Stability to Indian financial sector is provided not by banks or government but by citizens, said YV Reddy, Chairman of the 14th Finance Commission, and former RBI Governor, here on Thursday.

He was speaking at the ‘Policy Speaks’ series of IIM-Bangalore on ‘Linkages in Public Policy in India’.

People’s role Policymakers and students of public policy should stop thinking in silos, he said.

“When there is a crisis in public sector banks, the government bails them out and vice versa. In times of stress, how can two weak wings of the same system support each other?” he asked.

“When both government sector and financial sector are highly leveraged, then it is a problem.

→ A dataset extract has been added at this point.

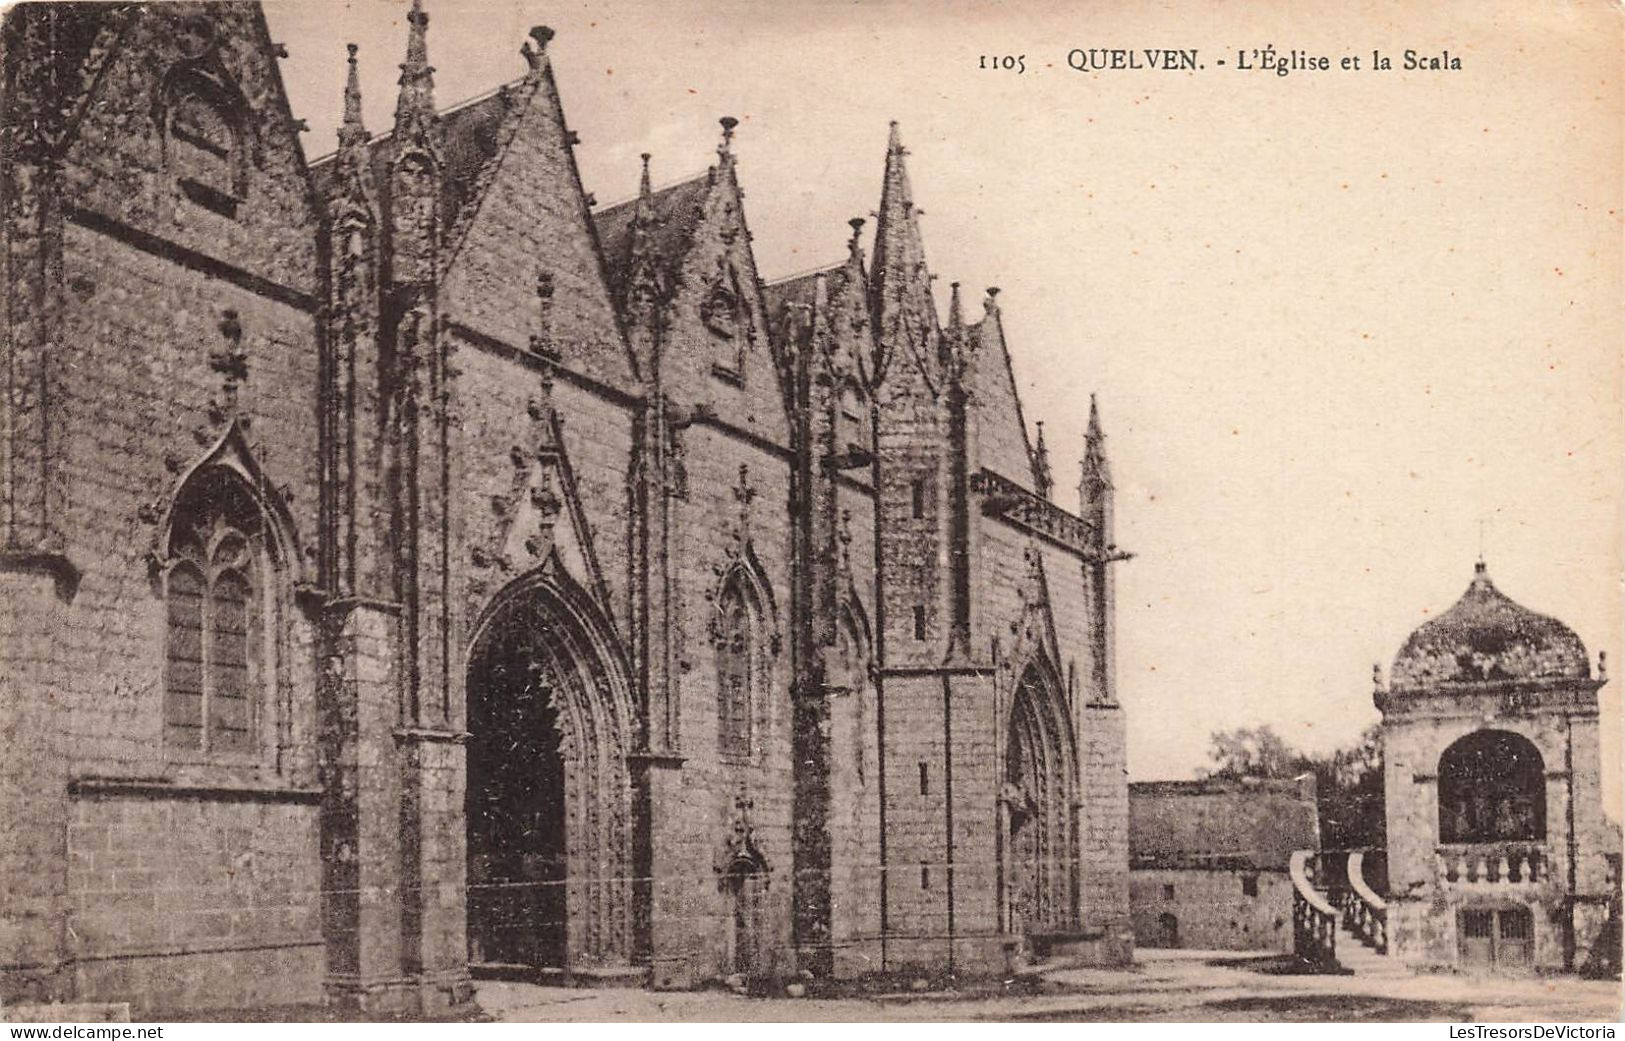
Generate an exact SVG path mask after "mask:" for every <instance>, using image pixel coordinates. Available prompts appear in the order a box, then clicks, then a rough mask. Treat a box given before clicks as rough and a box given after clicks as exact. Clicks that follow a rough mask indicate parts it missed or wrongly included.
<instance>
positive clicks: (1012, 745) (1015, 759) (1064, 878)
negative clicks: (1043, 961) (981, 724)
mask: <svg viewBox="0 0 1625 1041" xmlns="http://www.w3.org/2000/svg"><path fill="white" fill-rule="evenodd" d="M1072 778H1074V770H1072V737H1071V726H1069V724H1068V721H1066V716H1064V710H1063V708H1061V705H1059V687H1058V684H1056V680H1055V677H1053V674H1051V672H1050V671H1046V669H1040V667H1038V664H1033V666H1029V667H1027V671H1025V672H1024V674H1022V679H1020V682H1019V684H1017V687H1016V698H1014V705H1012V706H1011V716H1009V732H1007V741H1006V752H1004V789H1003V791H1004V797H1003V802H1004V810H1006V812H1004V823H1006V843H1004V857H1006V864H1004V867H1006V870H1004V880H1006V900H1004V905H1006V929H1007V931H1009V932H1014V934H1027V935H1032V934H1037V932H1061V931H1068V929H1071V927H1074V926H1076V922H1077V836H1076V825H1074V819H1072V789H1074V783H1072Z"/></svg>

However, I credit the people of India for a stable economy as, fortunately, the household sector here is low leveraged. The stability to Indian financial sector is therefore provided not by banks or by government but by the people of India,” said Reddy.

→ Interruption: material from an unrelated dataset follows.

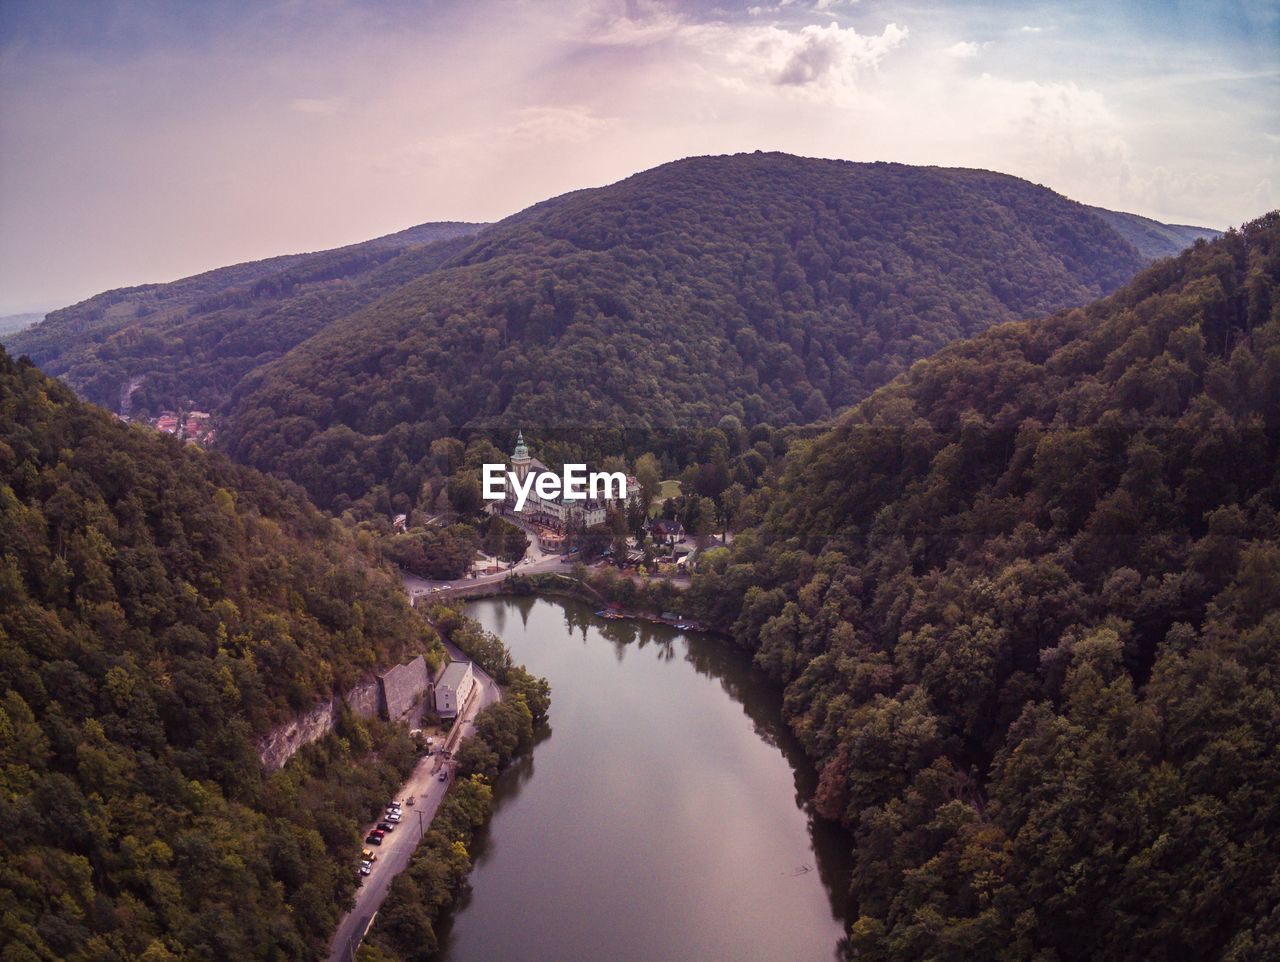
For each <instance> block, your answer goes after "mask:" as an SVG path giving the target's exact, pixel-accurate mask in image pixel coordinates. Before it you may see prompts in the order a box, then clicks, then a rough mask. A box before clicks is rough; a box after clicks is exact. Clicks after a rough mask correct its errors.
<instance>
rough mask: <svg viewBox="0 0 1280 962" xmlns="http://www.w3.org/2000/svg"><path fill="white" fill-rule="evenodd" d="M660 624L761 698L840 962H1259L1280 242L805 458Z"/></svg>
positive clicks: (1149, 295)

He cited several examples to explain the need for policymakers and students of public policy in the country to understand, coordinate, harmonise, optimise and appreciate linkages in the system.

Value of coordination “Every participating agency must appreciate the value of coordination in public policy. The weakness of one policy must be offset by action taken in another policy area. For instance, if the fiscal policy is loose, then the monetary policy may have to be tightened in order to avoid the weakness of the fiscal policy from getting into the totality of the system,” he explained.

Exhorting students of public policy to appreciate linkages between policies, he cited the example of the relationship between the RBI and the Central government.

RBI profit “The central bank has made a profit of ₹53,000 crore this year, which is almost 0.5 per cent of GDP – which is more than double of all the dividends given to Government of India by all undertakings – oil, banks, insurance etc. Is that good news? Well, when the Central Bank is having high profits, it means the fiscal policy is very weak! The profit of the Central Bank is usually a reflection of the fiscal profligacy. That’s the link,” he observed.

“Any profit or loss that the RBI makes in the open market, the government has to pick up as it gets reflected in the balance sheet. It’s the same when it comes to interest rates. Any interest rate that RBI tries to influence in turn influences the interest rate of government securities. That’s the link,” he added.

He asked the audience whether they were aware that the debt to GDP ratio in India had come down in the last few years.

“How did this happen? Well, public debt burden is reduced by taxation, financial repression or inflation. In the last five years, there is a large burden due to inflation on people but the debt burden on Government of India got a huge relief,” he said.

Complex reality “The central bank is considered as ‘lender of the last resort’, but when RBI takes such a risk, it is the government which must take the hit. You cannot be a ‘lender of the last resort’ without the blessings of the Finance Minister. This is an example of the linkages I am talking about,” Reddy said, urging students of public policy to use theory to understand concepts but to engage with reality to understand and appreciate complexity.

Rajalaxmi Kamath, Chairperson, Post Graduate Programme in Public Policy and Management (PGPPM), said ‘Policy Speaks’ series had begun on a strong note with a speaker of the stature of Reddy.